U. a. folgende nüchterne Erkenntnisse und Bewertungen enthält die Studie:

  • 18 Prozent der Befragten lehnen eine ePA-Nutzung grundsätzlich ab … Besonders hoch ist die Ablehnung in den neuen Bundesländern…“ (Studie, S. 11)
  • Nach konkreten Nutzenvorteilen gefragt, verorten die Versicherten den Mehrwert der ePA nicht primär bei sich selbst, sondern bei einer anderen Instanz, dem Arzt.“ (Studie, S. 12)
  • Für 51 Prozent hat die eigene Datenhoheit Priorität. Sie möchten selbst
    entscheiden, wer welche Dokumente einsehen darf. Bedenkt man jedoch, dass 25 Prozent der Befragten keinerlei Nutzenvorstellungen zur ePA äußern, aber bezüglich der Dokumentenfreigabe eigenverantwortlich entscheiden wollen, lässt sich bereits hier auf einen großen Bedarf an verlässlicher Entscheidungsunterstützung für die Datenfreigabe schließen…“
    (Studie, S. 14)
  • Die Angst vor Datenmissbrauch, vor Manipulation und vor Hacker-Angriffen ist für fast 50 Prozent der Versicherten ein essenzieller ePA-Akzeptanzkiller… 32 Prozent sprechen ihrer Krankenkasse und 24 Prozent sprechen den Ärzten eine Datenschutzkompetenz ab. Sie befürchten, dass Ärzte bzw. Krankenkassen nicht vertrauenswürdig mit den bereitgestellten Daten umgehen.“ (Studie, S. 18)
  • Wer die ePA nicht haben möchte, kann der automatisierten Bereitstellung aktiv widersprechen… Von diesem Widerspruchsrecht würden 31 Prozent der Versicherten aktiven Gebrauch machen und die ePA nicht nutzen. Weitere 20 Prozent sind unentschlossen…“ (Studie, S. 19)

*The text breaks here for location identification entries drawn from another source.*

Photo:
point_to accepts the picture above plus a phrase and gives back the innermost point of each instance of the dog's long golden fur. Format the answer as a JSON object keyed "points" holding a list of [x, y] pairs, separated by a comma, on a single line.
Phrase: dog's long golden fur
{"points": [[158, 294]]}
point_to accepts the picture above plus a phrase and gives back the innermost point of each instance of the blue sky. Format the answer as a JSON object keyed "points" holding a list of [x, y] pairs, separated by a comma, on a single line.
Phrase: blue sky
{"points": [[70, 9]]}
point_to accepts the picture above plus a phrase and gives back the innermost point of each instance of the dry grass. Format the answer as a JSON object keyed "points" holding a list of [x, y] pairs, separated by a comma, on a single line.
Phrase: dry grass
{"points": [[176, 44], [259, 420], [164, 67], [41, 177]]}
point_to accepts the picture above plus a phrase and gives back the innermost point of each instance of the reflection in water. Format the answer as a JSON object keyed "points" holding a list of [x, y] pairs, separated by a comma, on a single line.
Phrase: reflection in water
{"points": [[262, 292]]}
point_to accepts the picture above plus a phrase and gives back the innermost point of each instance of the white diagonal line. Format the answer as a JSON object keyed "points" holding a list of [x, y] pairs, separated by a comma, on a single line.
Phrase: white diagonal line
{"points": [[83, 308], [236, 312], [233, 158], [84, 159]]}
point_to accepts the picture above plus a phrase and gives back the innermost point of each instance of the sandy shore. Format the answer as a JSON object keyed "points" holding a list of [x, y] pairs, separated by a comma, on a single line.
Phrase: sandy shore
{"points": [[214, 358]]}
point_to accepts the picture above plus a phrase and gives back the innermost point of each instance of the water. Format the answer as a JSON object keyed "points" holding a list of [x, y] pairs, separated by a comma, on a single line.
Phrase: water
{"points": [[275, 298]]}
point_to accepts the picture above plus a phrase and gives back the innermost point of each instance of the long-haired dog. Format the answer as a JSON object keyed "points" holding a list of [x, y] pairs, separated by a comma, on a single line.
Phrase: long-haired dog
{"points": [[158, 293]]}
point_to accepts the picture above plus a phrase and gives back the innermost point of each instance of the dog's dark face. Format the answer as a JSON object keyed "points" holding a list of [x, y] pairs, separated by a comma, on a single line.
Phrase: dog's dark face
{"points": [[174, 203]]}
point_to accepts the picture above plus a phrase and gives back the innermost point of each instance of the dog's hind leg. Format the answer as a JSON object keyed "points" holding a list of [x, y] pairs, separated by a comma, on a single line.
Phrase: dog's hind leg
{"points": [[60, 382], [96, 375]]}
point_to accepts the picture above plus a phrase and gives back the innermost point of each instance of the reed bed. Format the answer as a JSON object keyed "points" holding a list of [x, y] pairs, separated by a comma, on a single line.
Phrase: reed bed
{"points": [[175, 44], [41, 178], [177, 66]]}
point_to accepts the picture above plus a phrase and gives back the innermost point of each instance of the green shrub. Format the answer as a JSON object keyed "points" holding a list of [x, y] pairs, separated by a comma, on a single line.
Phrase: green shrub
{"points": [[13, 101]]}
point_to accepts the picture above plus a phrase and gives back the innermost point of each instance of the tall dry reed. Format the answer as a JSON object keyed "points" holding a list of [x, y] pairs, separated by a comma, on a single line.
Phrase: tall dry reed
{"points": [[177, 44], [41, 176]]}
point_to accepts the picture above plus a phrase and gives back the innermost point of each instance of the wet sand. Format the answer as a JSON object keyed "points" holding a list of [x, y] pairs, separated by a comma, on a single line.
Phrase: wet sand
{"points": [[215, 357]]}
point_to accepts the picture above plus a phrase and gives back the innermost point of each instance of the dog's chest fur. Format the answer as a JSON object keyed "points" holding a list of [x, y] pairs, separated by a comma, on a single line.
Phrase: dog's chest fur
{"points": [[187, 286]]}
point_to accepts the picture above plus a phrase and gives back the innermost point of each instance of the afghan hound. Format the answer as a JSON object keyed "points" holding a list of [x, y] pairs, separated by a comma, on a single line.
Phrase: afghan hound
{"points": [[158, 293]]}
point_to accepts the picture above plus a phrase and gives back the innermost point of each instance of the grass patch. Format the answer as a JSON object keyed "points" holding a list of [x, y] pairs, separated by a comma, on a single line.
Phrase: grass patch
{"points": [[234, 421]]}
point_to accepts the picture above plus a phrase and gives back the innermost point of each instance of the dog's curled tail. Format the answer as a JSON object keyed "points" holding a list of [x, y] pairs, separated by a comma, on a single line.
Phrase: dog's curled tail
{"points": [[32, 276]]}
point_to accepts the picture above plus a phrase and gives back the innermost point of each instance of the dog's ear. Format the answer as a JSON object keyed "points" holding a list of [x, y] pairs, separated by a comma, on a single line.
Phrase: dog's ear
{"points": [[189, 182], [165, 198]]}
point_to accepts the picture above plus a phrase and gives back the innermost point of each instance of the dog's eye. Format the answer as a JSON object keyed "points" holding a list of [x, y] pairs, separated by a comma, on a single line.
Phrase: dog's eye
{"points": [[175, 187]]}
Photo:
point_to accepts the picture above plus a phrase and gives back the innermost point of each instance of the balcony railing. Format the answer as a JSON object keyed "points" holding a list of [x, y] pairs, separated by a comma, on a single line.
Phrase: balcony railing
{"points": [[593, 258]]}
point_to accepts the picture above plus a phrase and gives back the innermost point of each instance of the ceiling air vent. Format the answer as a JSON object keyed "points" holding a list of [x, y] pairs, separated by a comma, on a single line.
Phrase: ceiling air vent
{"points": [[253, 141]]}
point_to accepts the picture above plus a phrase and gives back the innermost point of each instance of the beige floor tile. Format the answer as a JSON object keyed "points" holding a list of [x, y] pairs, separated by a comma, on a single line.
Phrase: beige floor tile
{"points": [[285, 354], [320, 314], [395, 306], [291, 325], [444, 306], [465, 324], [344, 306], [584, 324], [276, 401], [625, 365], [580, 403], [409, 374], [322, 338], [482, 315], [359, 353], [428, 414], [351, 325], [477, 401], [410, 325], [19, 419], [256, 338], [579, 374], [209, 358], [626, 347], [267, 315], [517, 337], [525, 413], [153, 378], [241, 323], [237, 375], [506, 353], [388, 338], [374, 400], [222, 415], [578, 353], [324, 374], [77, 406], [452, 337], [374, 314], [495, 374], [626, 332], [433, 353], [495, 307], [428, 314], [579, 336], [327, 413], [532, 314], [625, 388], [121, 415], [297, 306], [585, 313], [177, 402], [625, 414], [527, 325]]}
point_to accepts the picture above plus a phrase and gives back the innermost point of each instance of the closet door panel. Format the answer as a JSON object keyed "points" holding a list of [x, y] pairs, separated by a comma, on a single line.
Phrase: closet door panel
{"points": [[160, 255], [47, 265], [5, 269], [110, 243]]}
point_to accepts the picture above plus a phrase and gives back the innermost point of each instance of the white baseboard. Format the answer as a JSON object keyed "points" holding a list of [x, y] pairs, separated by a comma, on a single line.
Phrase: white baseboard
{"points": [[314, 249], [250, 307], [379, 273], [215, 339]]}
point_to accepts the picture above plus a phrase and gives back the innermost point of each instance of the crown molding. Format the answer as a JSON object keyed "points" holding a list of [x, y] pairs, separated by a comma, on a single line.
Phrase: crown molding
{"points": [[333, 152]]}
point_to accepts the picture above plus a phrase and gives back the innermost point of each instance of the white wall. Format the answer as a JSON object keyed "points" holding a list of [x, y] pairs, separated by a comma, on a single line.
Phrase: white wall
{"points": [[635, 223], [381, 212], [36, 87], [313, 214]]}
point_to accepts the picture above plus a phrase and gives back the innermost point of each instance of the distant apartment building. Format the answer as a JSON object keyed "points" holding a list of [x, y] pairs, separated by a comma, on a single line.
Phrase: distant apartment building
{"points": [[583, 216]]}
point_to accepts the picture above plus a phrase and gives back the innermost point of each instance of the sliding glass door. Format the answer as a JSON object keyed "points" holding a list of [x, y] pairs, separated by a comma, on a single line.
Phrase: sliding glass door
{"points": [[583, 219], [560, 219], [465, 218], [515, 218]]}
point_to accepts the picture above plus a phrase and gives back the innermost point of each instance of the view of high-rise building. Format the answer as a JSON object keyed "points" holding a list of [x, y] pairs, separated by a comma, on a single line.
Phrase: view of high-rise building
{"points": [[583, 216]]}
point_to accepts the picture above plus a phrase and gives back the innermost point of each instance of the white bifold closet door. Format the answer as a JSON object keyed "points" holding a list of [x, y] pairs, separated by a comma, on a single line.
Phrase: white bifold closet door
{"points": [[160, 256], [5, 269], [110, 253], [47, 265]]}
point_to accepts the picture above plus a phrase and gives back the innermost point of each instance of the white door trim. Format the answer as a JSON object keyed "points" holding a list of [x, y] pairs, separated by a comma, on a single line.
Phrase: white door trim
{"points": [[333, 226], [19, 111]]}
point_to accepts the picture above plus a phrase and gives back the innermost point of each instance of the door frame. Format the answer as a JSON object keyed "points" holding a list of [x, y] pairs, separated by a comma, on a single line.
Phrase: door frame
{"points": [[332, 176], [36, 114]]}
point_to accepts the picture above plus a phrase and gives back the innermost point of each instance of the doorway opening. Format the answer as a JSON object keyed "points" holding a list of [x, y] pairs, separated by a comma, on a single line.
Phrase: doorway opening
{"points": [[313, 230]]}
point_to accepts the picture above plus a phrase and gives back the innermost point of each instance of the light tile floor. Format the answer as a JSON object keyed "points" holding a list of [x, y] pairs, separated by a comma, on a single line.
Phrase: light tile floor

Die Quintessenz aus der Studie:

Der Kampf um die Köpfe

in Sachen opt-out-ePA ist noch nicht entschieden; es lohnt jede Anstrengung, diesen massiven Angriff auf das Grundrecht auf informationelle Selbstbestimmung abzuwehren.

Ein Gedanke zu „Bemerkenswerte Erkenntnisse in einer Bertelsmann-Studie „für ein Kommunikationskonzept zum ePA-Opt-out-Verfahren““

  1. Es steht zu befürchten, dass opt-out zukünftig in allen möglichen Lebensbereichen Einzug erhält und dann letztlich keiner mehr eine Übersicht hat wo man überall widersprechen kann/sollte. Wenn das sogar im Gesundheitswesen mit seinen hohen Anforderungen möglich ist, dann ist die höchste Hürde dafür bereits überwunden.